Claire knew not to speak, not to ask where or why they were there so late in the night. When her mother woke her up just an hour earlier, she had just managed to fall asleep after trying to exhaust herself with homework. She told her and her sister to pack their trunks and get out of the house quietly, and they did so with little hesitation. They've already danced this tune before.
Mum was looking cautiously around, like this was the first time she'd ever been there. She looked like she was starting to regret her decision to run away, but what was done was done, and they continued to walk the path until they reached the door. Mum took a deep breath and knocked lightly, and despite the silence residing over the entire valley, it barely made a sound.
Even so, not a second later, the door slammed open, revealing a frantic woman, who threw herself at mum, knocking the breath out of her.
"Eithne! Oh, Merlin, it's been so long!" The woman squeezed mum tight, who patted her awkwardly on the back.
Claire shared a look with Valerie, and from the face she was making, she figured they thought the same — they didn't think their mother had friends, at least not ones she would stay in touch with for long.
"Please, come in!" she let mum go, motioning for them to enter. With a flick of her wand, their trunks levitated inside over their heads, and Claire ducked cautiously, even if they were a good distance above her head. She didn't want to take any chances with the flighty woman's magic. "You have children! I know you wrote to me about them, but I didn't think they were so big, honestly." Her voice was loud, and she spoke hastily, with no care for the stillness of the night.

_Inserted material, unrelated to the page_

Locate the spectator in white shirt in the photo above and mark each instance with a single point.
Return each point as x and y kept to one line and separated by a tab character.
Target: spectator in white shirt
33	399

The interior of the manor was much brighter than its outside. The light was warm, casting soft shadows over the clutter decorating the entrance. The furniture was mismatched — none from the same type of wood or carved in the same style — and old but well taken care of. Now that she was inside, she could see that the curtains were also different from each other, some longer than others, some patterned, some dark.
"Would anyone like some tea? The woman was just as ridiculous as her house. She wore a green silk victorian teagown over a ruffled nightgown, her black hair was long and braided over her shoulder, her skin was pale but healthily flushed. Her movements were airy and absent-minded, but they held a unique elegance. The only logical conclusion she could come to was that she was a pure-blood, maybe not part of the Sacred Twenty-Eight, but definitely old-money.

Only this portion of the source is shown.